Zitat von sysopDie einst bei der SPD verpönte politische Zusammenarbeit mit der Linken ist wieder im Gespräch. Ist eine weitere Annäherung zwischen Sozialdemokraten und der Partei Oskar Lafontaines denkbar? Rückt die Republik nach links?
*Nicht die Republik - nur die SPD.*
linkslibero 05.09.2009
2.
Zitat von sysopDie einst bei der SPD verpönte politische Zusammenarbeit mit der Linken ist wieder im Gespräch. Ist eine weitere Annäherung zwischen Sozialdemokraten und der Partei Oskar Lafontaines denkbar? Rückt die Republik nach links?
Ach was. Deutschland war noch nie links(wie z.B. Schweden) und wird es auch in Zukunft nicht sein. Die Spiegel-Redaktion kann sich wieder beruhigen. Es geht doch um den neuen SPIEGEL-Titel, oder?
Adran, 05.09.2009
3.
Wenn Links endlich mal makroökonomische vernuft bedeutet, dann liebend gern.. Die Wirtschaftspolitik der letzten 10-15 Jahre war Schrott..
linkslibero 05.09.2009
4.
Zitat von AdranWenn Links endlich mal makroökonomische vernuft bedeutet, dann liebend gern.. Die Wirtschaftspolitik der letzten 10-15 Jahre war Schrott..
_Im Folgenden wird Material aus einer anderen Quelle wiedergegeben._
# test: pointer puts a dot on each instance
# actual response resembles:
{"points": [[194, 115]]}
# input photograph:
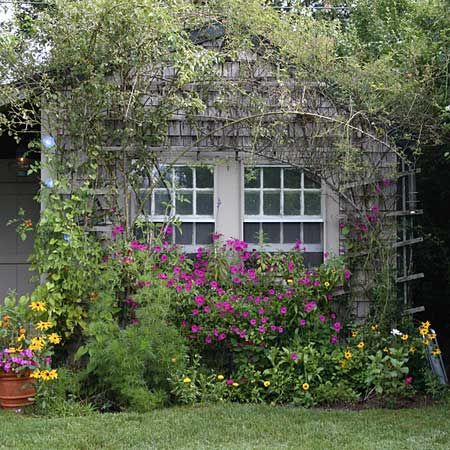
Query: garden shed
{"points": [[242, 147]]}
Machen Sie 27 Jahre draus. 27 Jahre Lambsdorff-Papier – ein Konzept des Scheiterns und des Niedergangs http://www.nachdenkseiten.de/?p=2625
Klaus.G 05.09.2009
5. Eindeutig nein,
schwarz-gelb wird die BTW gewinnen und falls nicht, kommt wieder die Groko. Also, es wird eindeutig keinen Linksschwenk geben!!!